Стоит разгуляться ветру, как нам приходится нагружать карманы балластом, пакетами гвоздей, обрезками свинцовых трубок или утюгами, чтобы сражаться с ним на равных. Такой ветер нам сродни, и нам нечего было возразить Максу Людвигу Нансену, когда он выжимал на холст целые тюбики цинковых красок, брал самые яростные оттенки лилового и холодные белила, чтобы изобразить норд-вест — наш славный и столь подобающий нам норд-вест, к которому отец прислушивался с такой опаской.

В кухне повисла дымная завеса. Пахнущая торфом дымная завеса колебалась в гостиной. Ветер затаился в печи и попыхивал дымом, разнося его по всему дому, между тем как отец сновал взад и вперед, словно бы цепляясь за малейший повод замедлить свой отъезд: то он что-то отставит, то подберет, в конторе пристегнет краги, на кухне раскроет лежащий на столе служебный журнал, каждый раз находя что-нибудь, позволяющее ему отсрочить выполнение долга, покуда он, досадуя и удивляясь, вдруг не убедился, что в нем родилось нечто новое и он помимо своей воли превратился в неукоснительного по службе сельского полицейского, коему для выполнения задачи не хватает только служебного велосипеда, что ждет его в сарае, надежно прислоненный к деревянным козлам.

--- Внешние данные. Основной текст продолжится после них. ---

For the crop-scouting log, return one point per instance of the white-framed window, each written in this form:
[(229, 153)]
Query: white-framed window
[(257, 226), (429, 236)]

Похоже, на этот раз не служебное рвение, не радость, сопряженная с выполнением долга, и, уже во всяком случае, не полученное задание заставили его сняться с места, а привычная готовность нести службу, да он и часто отправлялся в поход единственно потому, что надел мундир и снарядился по всей форме. Уходя, он, как обычно, попрощался с домашними, так же вышел в полутемные сени, послушал, бродил в сторону запертых дверей обычное: «Так. Пока… мм…» — и, не получив ответа, не обиделся, не огорчился, а совершенно так, будто ему ответили, кивнул с довольным видом, все так же кивая, потянул меня к двери, на пороге снова повернулся и до того, как ветер вырвал его наружу, сделал неопределенный прощальный жест.

Выйдя, он стал левым плечом против ветра и опустил лицо — сухое, пустое лицо, на котором каждая улыбка, каждое выражение — недоверия или согласия — с трудом пробивало себе дорогу, приобретая неожиданную, хоть и замедленную значительность, отчего казалось: вот человек все как следует усвоил, хотя и с большим запозданием, а там, сгорбившись, пошел по двору, где волчком вертелся ветер, разрывая в клочья газету — победу в Африке, победу в Атлантике, чуть ли не решающую победу на фронте сбора металлолома, пока не пришлепнул ее к проволочной изгороди, где она и застряла. Отец направился к открытому сараю. Кряхтя, подсадил меня на багажник. Ухватив одной рукой заднюю скобу багажника, а другой раму, завернул велосипед. А потом повел его по кирпичной дорожке, остановился под табличкой «Ругбюльский полицейский пост», указующей на наш красно-кирпичный домик, поднял левую педаль в удобное положение, сел и поехал в раздуваемой, туго натянутой ветром накидке, скрепленной зажимом повыше колен, держа направление да Блеекенварф.